This article is more than 1 year old

Doctor, doctor, got some sad news, there's been a bad case of hacking you: UK govt investigates email fail

Former trade minister Dr. Liam Fox named as source of leaked trade docs

Former UK trade minister and current Conservative MP Dr. Liam Fox has been named as the source of hacked trade documents released during last year's British elections.

"There is an ongoing criminal investigation into how the documents were acquired, and it would be inappropriate to comment further at this point," a UK government spokesperson told The Register. “But as you would expect, the Government has very robust systems in place to protect the IT systems of officials and staff."

liam fox

Dr. Fox, in happier times. Credit: DoD/Master Sgt. Jerry Morrison, US Air Force. Click to enlarge

A report from Reuters cited two anonymous sources who say that the 58 year-old Fox, who has since stepped down, had an email account (reportedly his personal one) taken over by Russian hackers, who then used it to obtain and release documents about Anglo-American trade talks.

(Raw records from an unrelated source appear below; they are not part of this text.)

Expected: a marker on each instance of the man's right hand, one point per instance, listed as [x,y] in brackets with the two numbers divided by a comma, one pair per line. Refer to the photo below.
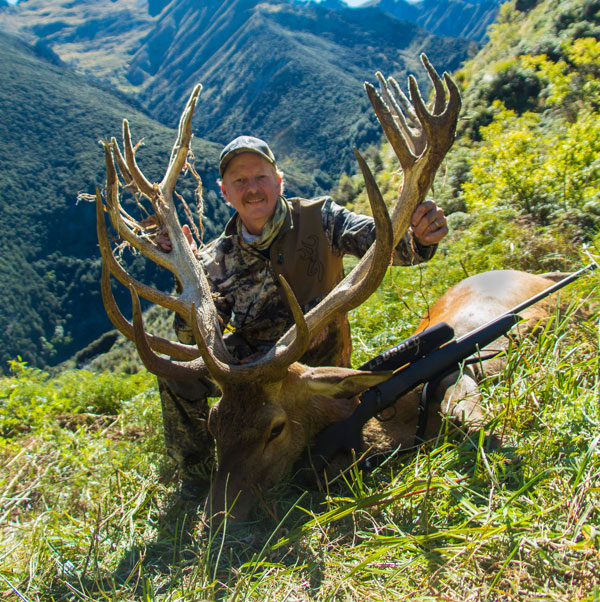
[163,241]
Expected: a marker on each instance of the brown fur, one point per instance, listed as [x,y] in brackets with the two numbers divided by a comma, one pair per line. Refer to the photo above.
[262,429]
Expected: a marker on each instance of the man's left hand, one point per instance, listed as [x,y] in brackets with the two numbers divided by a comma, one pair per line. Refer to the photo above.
[429,224]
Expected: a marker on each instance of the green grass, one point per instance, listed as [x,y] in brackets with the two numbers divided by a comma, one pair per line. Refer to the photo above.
[89,507]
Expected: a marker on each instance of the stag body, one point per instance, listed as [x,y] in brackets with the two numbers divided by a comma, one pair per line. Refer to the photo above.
[271,406]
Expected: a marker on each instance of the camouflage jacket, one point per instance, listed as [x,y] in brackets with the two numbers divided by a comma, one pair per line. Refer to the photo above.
[308,251]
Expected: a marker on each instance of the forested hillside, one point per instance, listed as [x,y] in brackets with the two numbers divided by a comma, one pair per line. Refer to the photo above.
[290,73]
[522,179]
[89,504]
[50,123]
[305,96]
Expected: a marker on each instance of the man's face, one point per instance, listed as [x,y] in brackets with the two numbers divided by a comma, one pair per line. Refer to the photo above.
[251,185]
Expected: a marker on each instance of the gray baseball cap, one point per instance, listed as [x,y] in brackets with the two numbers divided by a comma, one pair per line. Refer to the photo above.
[244,144]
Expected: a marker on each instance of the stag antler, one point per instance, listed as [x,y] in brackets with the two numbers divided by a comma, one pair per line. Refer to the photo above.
[194,302]
[420,139]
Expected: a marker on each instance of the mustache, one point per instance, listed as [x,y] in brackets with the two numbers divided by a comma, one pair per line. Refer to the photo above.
[253,197]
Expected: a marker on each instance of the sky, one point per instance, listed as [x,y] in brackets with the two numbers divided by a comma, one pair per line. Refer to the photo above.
[348,2]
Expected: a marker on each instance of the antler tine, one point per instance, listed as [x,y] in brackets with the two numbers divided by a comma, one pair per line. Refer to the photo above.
[439,101]
[158,365]
[169,301]
[182,144]
[175,350]
[120,161]
[440,127]
[142,184]
[273,362]
[112,198]
[398,104]
[366,276]
[392,131]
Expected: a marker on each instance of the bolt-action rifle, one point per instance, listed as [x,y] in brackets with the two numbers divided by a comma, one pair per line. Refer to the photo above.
[424,357]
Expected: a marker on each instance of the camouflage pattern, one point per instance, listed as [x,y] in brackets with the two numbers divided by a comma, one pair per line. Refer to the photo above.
[246,289]
[249,302]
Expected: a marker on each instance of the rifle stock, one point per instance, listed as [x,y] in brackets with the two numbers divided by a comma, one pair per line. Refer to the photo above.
[430,356]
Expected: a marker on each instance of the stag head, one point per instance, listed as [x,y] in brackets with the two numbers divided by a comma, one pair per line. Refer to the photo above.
[270,406]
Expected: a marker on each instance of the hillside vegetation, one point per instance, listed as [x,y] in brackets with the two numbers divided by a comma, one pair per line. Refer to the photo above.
[88,500]
[50,123]
[289,73]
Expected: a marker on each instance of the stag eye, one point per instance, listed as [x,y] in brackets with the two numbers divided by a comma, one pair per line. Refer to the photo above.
[276,430]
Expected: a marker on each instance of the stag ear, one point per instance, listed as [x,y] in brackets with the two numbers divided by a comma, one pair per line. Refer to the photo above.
[341,382]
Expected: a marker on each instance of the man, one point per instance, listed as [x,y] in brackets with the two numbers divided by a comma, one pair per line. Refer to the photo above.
[303,240]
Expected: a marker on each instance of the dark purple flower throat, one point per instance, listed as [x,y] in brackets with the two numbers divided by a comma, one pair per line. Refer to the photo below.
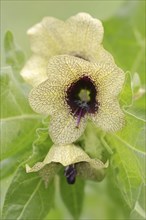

The classified documents were seized upon by rival Labour Party members to claim that the Conservative government was planning to sell out the NHS to the US government. The report notes that it is unclear if the group that stole the 451-page dossier was also responsible for leaking it to the public, or if a go-between was used to get the documents out.

According to Reuters, one of Fox's email accounts was taken over via a spear phishing attack and accessed a number of times between July 12 and October 21st of 2019. The report notes that it's unclear if the hack occurred while Fox was still actively serving as a member of Prime Minister Boris Johnson's cabinet at the time (he stepped down from the role on July 24 of that year.)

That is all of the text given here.